La línea A de subte de Buenos Aires, la primera de América Latina - Billiken
 

La línea A de subte de Buenos Aires, la primera de América Latina

En sus más de cien años de historia, esta línea de subte permite conectar la zona de Plaza de Mayo con el oeste de la Ciudad de Buenos Aires. En este nota, Billiken te cuenta cómo se construyó. 

La Línea A de subte de Buenos Aires fue la primera de toda América Latina y de todos los países de habla hispana. Comenzó a funcionar en el año 1913. De esta manera, a nivel internacional, la ciudad se convertía en la decimosegunda en contar con este servicio, detrás de Londres, Nueva York, Chicago, Budapest, Glasgow, Boston, París, Berlín, Atenas, Filadelfia y Hamburgo.

Por esa época, además del tranvía, el principal medio de transporte público era el tren, que funcionaba desde 1857, cuando la locomotora La Porteña realizó su primer viaje entre Plaza Lavalle y Floresta. Pero para principios del siglo XX el crecimiento de la ciudad trajo aparejado un incremento del público que viajaba cotidianamente. Esta situación provocó la necesidad de sumar o extender las líneas de transporte existentes.

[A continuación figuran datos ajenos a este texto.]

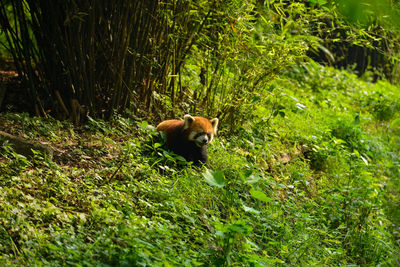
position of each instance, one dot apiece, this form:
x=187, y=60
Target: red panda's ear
x=214, y=123
x=188, y=120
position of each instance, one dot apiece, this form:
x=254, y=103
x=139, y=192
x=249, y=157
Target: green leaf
x=249, y=209
x=260, y=195
x=214, y=178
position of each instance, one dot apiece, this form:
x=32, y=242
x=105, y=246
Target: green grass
x=312, y=178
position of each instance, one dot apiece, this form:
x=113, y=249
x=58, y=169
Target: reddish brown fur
x=181, y=134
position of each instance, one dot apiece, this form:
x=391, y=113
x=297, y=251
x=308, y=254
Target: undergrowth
x=311, y=178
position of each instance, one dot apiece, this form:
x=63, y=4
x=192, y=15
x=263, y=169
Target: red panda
x=189, y=137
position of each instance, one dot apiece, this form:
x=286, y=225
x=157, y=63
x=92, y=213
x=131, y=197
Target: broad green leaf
x=260, y=195
x=249, y=209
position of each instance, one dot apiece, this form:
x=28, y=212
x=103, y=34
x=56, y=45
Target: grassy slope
x=311, y=179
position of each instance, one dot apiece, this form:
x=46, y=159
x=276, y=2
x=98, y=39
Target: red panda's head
x=200, y=130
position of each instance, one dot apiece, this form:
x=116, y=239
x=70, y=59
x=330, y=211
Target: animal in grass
x=189, y=137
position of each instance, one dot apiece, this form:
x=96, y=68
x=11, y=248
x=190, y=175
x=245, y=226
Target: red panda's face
x=200, y=130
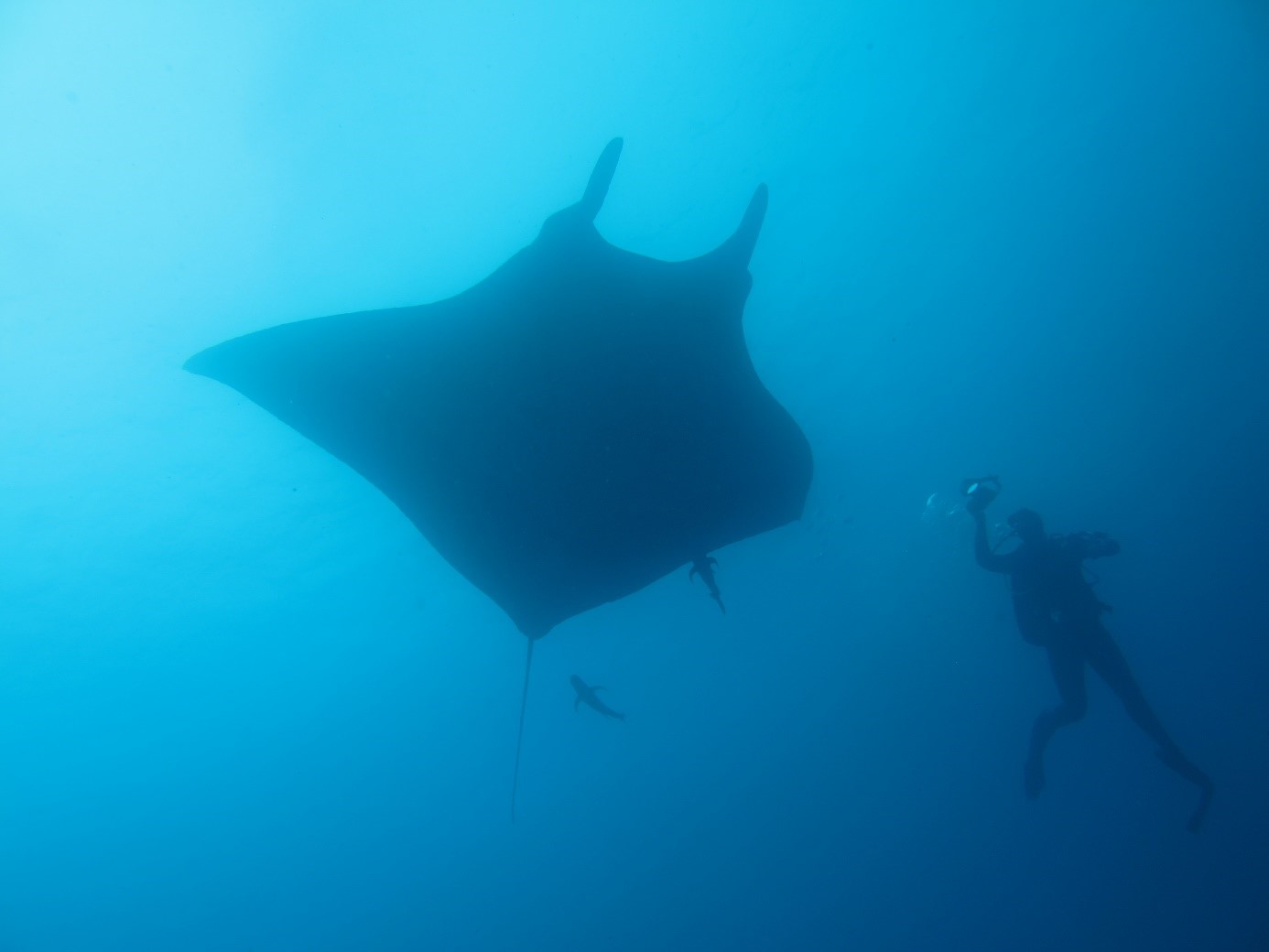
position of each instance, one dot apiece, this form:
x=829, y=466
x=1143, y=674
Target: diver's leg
x=1105, y=657
x=1068, y=665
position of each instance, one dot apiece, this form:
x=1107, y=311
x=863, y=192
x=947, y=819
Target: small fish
x=588, y=695
x=704, y=567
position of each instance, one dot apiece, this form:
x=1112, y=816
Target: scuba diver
x=704, y=567
x=1058, y=610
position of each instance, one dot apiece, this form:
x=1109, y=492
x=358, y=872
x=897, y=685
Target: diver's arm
x=982, y=552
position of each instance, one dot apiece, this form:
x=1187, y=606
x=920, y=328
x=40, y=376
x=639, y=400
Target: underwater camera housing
x=980, y=492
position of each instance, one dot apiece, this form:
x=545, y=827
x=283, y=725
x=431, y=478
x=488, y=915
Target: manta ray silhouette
x=570, y=429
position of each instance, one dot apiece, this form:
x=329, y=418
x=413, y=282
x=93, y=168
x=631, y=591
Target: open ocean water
x=244, y=705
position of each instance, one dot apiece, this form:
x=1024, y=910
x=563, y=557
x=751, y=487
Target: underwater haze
x=245, y=705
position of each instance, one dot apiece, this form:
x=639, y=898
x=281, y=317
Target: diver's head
x=1026, y=525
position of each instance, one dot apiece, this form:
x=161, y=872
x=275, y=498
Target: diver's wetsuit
x=1056, y=608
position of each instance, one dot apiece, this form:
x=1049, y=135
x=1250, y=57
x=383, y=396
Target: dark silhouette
x=589, y=696
x=1058, y=610
x=704, y=567
x=522, y=426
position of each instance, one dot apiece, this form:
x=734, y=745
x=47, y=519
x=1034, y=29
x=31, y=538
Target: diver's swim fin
x=1177, y=762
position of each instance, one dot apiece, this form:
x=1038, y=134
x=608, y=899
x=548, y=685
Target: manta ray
x=570, y=429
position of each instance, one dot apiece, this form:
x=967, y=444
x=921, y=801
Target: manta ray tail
x=519, y=736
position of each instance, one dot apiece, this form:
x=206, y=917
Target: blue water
x=245, y=706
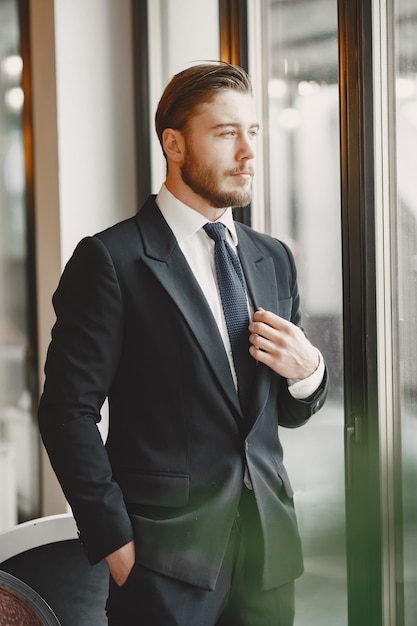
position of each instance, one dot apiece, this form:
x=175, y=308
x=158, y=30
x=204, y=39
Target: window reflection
x=19, y=488
x=406, y=127
x=300, y=63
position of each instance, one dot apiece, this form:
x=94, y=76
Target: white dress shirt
x=198, y=249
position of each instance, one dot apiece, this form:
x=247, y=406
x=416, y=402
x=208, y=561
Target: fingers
x=281, y=345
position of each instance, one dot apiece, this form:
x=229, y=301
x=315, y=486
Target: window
x=293, y=53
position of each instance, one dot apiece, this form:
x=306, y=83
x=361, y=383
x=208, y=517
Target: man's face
x=219, y=150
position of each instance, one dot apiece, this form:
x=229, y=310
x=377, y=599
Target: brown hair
x=191, y=87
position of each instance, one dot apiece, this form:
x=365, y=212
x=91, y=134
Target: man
x=189, y=500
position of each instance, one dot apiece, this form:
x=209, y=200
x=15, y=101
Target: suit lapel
x=165, y=259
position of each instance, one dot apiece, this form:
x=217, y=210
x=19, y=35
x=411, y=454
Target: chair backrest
x=46, y=555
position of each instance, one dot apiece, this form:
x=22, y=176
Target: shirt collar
x=185, y=221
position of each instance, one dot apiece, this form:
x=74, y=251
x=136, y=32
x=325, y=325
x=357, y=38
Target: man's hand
x=282, y=346
x=121, y=563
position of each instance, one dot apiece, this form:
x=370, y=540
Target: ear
x=173, y=144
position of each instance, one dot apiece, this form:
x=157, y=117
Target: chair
x=46, y=556
x=19, y=604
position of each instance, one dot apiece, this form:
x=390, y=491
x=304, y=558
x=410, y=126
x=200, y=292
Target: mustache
x=240, y=170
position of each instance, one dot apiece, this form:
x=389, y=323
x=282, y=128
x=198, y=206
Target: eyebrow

En 1909 el Congreso Nacional entregó la concesión, mediante la Ley 6.700, al Ferrocarril del Oeste (FCO) para construir un subterráneo de carga de doble vía que uniera la vía principal del Ferrocarril del Oeste (actualmente Ferrocarril Sarmiento) con el puerto. Sin embargo, en diciembre de ese mismo año la Municipalidad de la Ciudad de Buenos Aires entregó una concesión a la Compañía de Tranvías Anglo Argentina (CTAA), que explotaba el 80 % del sistema de tranvías, para construir un subterráneo de pasajeros. El proyecto incluía, en su trazado, el tramo Plaza de Mayo-Plaza Miserere que había sido concedido al ferrocarril.

Los coches actuales

Finalmente, tras idas y vueltas y un litigio de por medio, la Compañía Anglo Argentina se hizo cargo del proyecto. Así, en septiembre de 1911 comenzó la construcción de esta línea de subte que implicó la contratación de unos 1.500 obreros aproximadamente.

El 1° de diciembre de 1913 se convirtió en el día más importante para la historia del transporte en Argentina. El tramo Plaza de Mayo-Plaza Miserere del subterráneo fue inaugurado. El tren oficial partió a las 15.25 de la Estación Plaza de Mayo y estaba adornado con escudos y trofeos. Entre otros, viajaron el presidente Victorino de la Plaza, algunos ministros del Poder Ejecutivo y el intendente municipal Anchorena.

Al día siguiente fue habilitado al público, transportando a 170.000 pasajeros que pudieron disfrutar del primer subte de Sudamérica. De esta manera, Buenos Aires se convertía en la decimosegunda ciudad en contar con este servicio, detrás de Londres, Nueva York, Chicago, Budapest, Glasgow, Boston, París, Berlín, Atenas, Filadelfia y Hamburgo.